19 dec 2007

Onderdeel: Wageningen UR
Nummer: N

De Wageningse onderzoeker dr.ir. Mario Calus heeft van de Nederlandse Organisatie voor Wetenschappelijk Onderzoek (NWO) een zgn. Casimir-subsidie ontvangen voor onderzoek dat hij bij het bedrijf CRV gaat uitvoeren. Doel is om fokprogramma's voor melkvee te optimaliseren via 'genomic selection'. Het onderzoeksbedrag is zo'n tachtigduizend euro.

In zijn onderzoek concentreert Mario Calus van de Animal Sciences Group (ASG) van Wageningen UR in Lelystad zich met zgn. genomic selection op het verbeteren van runderrassen. Het gaat daarbij om eigenschappen, bijvoorbeeld gerelateerd aan dierenwelzijn, die vaak lastig zijn te meten, maar wel van groot belang zijn voor een gezonde populatie.

Daarbij gebruikt hij tienduizenden kleine afwijkingen (zgn. SNP's) die verspreid over het genoom voorkomen, zonder overigens de bijbehorende genen altijd te kennen. Dit wordt gedaan voor een referentiepopulatie met bepaalde bekende eigenschappen. Daarmee worden vervolgens de SNP's van jonge dieren vergeleken. Zo is een betrouwbare voorspelling te maken over de diergezondheid en andere eigenschappen van het jonge dier.

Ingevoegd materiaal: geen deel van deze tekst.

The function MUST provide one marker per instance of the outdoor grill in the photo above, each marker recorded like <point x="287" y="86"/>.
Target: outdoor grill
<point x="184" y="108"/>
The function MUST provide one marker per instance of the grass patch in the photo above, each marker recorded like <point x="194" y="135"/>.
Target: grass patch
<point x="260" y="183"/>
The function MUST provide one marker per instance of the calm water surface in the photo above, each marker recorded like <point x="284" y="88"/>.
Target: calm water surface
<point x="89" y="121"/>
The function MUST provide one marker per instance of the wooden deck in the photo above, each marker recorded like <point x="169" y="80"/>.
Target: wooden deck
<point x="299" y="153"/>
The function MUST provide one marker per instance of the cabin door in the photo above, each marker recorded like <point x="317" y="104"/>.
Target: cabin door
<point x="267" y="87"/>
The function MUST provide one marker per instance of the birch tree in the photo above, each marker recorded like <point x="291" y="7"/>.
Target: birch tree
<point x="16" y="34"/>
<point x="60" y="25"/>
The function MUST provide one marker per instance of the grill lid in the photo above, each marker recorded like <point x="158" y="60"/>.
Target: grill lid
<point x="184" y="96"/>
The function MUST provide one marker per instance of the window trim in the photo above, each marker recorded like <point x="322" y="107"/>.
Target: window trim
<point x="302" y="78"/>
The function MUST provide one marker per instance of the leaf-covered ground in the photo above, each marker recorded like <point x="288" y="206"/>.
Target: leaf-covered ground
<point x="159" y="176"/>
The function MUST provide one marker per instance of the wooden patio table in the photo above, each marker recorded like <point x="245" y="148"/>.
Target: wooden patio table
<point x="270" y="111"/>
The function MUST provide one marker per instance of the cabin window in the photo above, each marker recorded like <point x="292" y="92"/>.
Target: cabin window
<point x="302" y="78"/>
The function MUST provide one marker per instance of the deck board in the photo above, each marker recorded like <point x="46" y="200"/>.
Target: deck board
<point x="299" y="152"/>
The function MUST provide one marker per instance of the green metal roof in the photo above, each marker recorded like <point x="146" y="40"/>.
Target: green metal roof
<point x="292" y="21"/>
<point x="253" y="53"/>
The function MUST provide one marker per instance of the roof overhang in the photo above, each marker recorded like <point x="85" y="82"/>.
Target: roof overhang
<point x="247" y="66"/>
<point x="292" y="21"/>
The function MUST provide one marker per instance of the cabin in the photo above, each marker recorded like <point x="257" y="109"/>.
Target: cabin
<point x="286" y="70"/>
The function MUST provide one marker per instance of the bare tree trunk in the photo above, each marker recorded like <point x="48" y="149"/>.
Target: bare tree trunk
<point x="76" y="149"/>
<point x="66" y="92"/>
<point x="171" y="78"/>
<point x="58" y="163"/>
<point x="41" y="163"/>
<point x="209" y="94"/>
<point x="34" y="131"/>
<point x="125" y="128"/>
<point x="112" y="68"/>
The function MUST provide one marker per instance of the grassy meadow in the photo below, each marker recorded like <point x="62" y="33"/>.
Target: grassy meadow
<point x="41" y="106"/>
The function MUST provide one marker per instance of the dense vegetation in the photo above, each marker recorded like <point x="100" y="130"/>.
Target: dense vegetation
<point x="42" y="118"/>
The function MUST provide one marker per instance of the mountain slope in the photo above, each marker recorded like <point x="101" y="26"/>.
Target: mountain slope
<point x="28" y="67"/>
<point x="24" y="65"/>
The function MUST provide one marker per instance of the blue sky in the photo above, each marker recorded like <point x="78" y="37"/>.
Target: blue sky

Op die manier moet men straks in de praktijk komen tot een 'duurzame populatie' met veel duurzaamheidskenmerken, zoals een hoog dierenwelzijn, hoge vruchtbaarheid en goede diergezondheid.

Mario Calus zal zijn onderzoek verrichten bij het bedrijf CRV (Coöperatie Rundvee Verbetering) in Arnhem, dat wereldwijd zijn sporen heeft verdiend in fokprogramma's en in Nederland marktleider is.

NWO heeft in totaal vijftien voorstellen voor onderzoek binnen het Casimir-subsidieprogramma gehonoreerd om de mobiliteit van onderzoekers te vergroten en meer uitwisseling van onderzoekers tot stand te brengen tussen bedrijven en publieke kennisinstellingen. Het programma wordt gefinancierd vanuit het nationale Deltaplan Bèta Techniek dat is opgericht door de ministeries van EZ en OCenW. Met Casimir wordt kennis en talent voor R&D en innovatie beter benut. Bovendien maakt Casimir een loopbaan in het onderzoek aantrekkelijker en vergroot het de carrièrekansen van onderzoekers.